Onder de studenten van Jean Klein die tegenwoordig lesgeven, zie ik vooral mannen … Hoe komt dat?
De enige authentieke leerling van Jean Klein is een vrouw. Haar naam is Henriette-Yvonne Stahl. Ze schreef een prachtig boek, ‘De getuige van de eeuwigheid’[1], waarin ze haar studie bij Jean Klein beschrijft. Er was ook een zeer begaafde studente, Charlotte genaamd, een Nederlandse, een opmerkelijke vrouw, die nu heel oud of dood moet zijn.[2] Nee, er waren veel vrouwen. Degenen die zichzelf als goeroes beschouwen, zijn vaker mannen, omdat mannen meer van dit soort verbeeldingskracht hebben. Maar die vrouw, Henriette, heeft zichzelf nooit als een goeroe beschouwd. Ze gaf wat les. Ze was in Roemenië, ten tijde van Ceausescu. Het was dus niet toegestaan om over spiritualiteit te onderwijzen. Maar ze slaagde erin om toch wat les te geven. En ze liet een prachtig getuigenis achter. Omdat ze echt liet zien dat de leer van Jean Klein een directe overdracht was, van het hart naar het hart, en geen redenering.
Op welke manier is hij vandaag nog aanwezig in uw leven, in uw werk?
Het is onmogelijk onder woorden te brengen. Het is hetzelfde, levend of dood. Voor mij was hij dood lang voordat hij stierf. Nee, er valt eigenlijk niets te vertellen. Het is een aanwezigheid. Zonder gedachten, zonder geheugen. Ik zou er nooit aan denken om me momenten met Jean Klein te herinneren. Dat heeft geen zin. Als we van iemand hebben gehouden, herinneren we ons niet meer wat we deden, we herinneren ons de sfeer.

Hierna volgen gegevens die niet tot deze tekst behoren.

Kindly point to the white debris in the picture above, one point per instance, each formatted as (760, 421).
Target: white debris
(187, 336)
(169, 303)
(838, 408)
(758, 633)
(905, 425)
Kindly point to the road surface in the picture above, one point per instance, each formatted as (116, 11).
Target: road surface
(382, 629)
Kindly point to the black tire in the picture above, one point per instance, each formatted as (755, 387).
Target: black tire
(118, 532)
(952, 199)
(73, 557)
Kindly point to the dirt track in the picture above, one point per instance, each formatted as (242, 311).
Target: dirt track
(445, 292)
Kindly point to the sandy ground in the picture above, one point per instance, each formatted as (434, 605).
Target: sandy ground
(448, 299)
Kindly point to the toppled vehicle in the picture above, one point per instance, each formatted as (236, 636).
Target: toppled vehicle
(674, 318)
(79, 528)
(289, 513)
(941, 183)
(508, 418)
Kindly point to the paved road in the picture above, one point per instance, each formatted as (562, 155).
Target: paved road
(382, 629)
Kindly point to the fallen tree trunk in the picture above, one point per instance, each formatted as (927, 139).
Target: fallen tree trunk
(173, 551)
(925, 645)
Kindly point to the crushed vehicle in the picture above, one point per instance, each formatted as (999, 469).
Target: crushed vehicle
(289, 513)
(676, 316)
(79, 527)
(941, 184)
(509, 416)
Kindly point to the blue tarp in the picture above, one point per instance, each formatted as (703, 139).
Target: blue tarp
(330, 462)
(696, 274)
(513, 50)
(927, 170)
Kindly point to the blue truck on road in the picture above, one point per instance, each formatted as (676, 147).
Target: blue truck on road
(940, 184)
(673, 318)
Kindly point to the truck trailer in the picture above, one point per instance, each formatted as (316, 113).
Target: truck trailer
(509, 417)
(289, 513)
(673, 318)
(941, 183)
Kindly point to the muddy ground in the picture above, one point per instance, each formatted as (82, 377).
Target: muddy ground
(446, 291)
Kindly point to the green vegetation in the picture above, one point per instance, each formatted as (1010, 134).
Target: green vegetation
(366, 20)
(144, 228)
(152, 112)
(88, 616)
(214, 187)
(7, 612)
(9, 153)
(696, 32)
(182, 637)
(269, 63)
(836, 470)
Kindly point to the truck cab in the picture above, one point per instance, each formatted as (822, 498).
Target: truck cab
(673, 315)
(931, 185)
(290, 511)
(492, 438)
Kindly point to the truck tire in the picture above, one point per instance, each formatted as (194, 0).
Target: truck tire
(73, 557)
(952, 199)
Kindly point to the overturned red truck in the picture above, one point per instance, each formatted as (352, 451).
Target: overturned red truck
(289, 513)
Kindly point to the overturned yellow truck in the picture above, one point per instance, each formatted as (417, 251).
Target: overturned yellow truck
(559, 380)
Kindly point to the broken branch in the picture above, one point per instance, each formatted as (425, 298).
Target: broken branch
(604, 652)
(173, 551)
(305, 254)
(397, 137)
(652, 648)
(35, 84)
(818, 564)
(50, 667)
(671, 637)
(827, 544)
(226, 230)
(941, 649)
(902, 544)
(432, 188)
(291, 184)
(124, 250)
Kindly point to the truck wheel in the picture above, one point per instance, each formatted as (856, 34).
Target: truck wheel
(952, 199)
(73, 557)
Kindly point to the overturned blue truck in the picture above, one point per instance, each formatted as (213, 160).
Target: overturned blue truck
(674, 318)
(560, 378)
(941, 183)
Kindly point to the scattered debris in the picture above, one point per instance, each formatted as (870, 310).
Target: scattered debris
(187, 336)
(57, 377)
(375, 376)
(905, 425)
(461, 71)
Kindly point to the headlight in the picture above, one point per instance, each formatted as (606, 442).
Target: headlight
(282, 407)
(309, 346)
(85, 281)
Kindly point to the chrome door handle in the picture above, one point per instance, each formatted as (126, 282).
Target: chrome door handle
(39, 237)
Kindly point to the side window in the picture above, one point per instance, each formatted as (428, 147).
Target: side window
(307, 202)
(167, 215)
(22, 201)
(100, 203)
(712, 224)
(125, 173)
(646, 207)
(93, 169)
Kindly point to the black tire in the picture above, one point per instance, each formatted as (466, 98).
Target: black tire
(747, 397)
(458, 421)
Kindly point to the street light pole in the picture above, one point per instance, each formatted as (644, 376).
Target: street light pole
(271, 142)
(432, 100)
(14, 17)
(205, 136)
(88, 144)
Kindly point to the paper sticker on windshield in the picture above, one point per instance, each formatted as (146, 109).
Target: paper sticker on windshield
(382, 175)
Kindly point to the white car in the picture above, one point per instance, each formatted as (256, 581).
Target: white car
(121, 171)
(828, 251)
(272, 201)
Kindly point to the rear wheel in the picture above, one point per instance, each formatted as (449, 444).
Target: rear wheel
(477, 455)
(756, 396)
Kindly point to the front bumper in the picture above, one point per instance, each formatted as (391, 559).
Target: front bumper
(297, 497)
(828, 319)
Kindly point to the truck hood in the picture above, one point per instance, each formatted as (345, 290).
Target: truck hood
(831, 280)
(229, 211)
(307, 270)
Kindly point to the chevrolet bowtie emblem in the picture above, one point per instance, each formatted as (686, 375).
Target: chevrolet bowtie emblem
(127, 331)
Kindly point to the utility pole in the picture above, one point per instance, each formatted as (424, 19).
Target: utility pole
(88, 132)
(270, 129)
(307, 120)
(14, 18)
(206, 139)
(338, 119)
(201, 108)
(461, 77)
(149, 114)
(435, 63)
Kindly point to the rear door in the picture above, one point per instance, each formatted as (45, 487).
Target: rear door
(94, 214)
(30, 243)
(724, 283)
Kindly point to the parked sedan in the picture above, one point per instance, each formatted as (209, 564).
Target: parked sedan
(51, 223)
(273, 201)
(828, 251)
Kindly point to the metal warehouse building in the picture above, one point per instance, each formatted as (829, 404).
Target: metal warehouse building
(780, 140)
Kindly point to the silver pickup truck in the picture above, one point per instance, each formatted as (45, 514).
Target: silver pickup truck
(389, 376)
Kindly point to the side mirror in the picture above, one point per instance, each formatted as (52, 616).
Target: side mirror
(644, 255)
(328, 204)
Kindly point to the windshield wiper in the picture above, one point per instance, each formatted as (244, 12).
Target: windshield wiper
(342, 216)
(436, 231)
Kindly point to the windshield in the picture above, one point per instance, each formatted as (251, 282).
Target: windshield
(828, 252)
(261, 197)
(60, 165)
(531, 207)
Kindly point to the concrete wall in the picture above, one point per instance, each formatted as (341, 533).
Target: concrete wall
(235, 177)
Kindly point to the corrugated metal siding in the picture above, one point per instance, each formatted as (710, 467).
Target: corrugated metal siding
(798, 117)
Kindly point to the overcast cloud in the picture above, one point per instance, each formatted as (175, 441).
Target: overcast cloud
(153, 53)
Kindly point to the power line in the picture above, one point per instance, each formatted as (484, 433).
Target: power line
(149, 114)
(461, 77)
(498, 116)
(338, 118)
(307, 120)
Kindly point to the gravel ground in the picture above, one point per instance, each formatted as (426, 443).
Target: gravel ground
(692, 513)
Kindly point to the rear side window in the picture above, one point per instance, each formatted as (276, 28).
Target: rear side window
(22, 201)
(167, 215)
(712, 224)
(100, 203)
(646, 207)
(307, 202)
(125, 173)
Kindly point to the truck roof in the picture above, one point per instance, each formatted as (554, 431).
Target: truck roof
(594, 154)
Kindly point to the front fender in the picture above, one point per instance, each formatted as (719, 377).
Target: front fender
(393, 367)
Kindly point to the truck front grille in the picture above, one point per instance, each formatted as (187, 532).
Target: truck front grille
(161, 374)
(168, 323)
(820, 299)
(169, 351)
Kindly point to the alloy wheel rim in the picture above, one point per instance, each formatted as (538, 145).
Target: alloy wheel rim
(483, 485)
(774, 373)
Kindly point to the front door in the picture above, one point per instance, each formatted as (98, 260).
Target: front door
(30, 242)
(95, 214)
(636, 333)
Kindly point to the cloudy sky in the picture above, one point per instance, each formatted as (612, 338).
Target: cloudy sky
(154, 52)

De aanwezigheid. Zo was het ook toen hij nog leefde. Jean stond niet toe dat er zich persoonlijke relaties ontwikkelden. Je kon niet dicht bij Jean zijn. Je kon ook niet ver zijn. Je was dichterbij dan dicht, en verder dan ver. Tegelijkertijd. Je voelde dat je geen vrienden kon zijn met Jean. Maar je was dichterbij dan een vriend.
Heeft u het gevoel dat u nog steeds van hem houdt?
Ja, maar het is geen liefde in de conventionele betekenis van liefde. Het is eerder een niet-afgescheidenheid. Voor je hem ontmoette, voelde je zijn aanwezigheid al. Terwijl je bij hem was, voelde je zijn aanwezigheid, en als je weer weg was, voelde je nog steeds zijn aanwezigheid. Natuurlijk, in het begin, door gebrek aan helderheid, schrijft men deze aanwezigheid aan hem toe. Hij benadrukte altijd dat het niet waar was, dat de enige aanwezigheid die van ons is, zelfs als onze ervaring aantoonde dat het de zijne was. En dan zei hij vaak: “Het is belangrijk dat de meester sterft. Want zolang de meester leeft, denken de studenten dat het de meester is die ze voelen. En dan sterft de meester, en ze beseffen dat er niets voor hen is gestorven.” Het is waar. Jean Klein is dood en er ontbreekt niets. Dus het idee dat het zijn aanwezigheid was die we ontmoetten, bleek onjuist te zijn. Ja, het was zijn aanwezigheid, maar als de aanwezigheid van essentie.
Vertaling Zoë Joncheere [1] Zie elders in InZicht het artikel ‘Getuige van de eeuwigheid’. [2] Charlotte Koning leeft nog, beoefent nog steeds yoga en is inmiddels 100 jaar oud.
Eric Baret
Eric Baret (Fr) genoot geen opleiding en heeft naar eigen zeggen geen bijzondere vaardigheden. Hij werd geraakt door de non-duale traditie via het onderricht van Jean Klein en nodigt uit om ons over te geven aan het ‘luisteren’, zonder doel of mogelijke winst. Eric Baret gaf de naam Kashmir Yoga aan het ‘lichaamswerk’ dat Jean Klein in het Westen introduceerde. Hoewel hij veel leerlingen heeft, die ook op hun beurt weer lesgeven, beschouwt hij zichzelf niet als een leraar.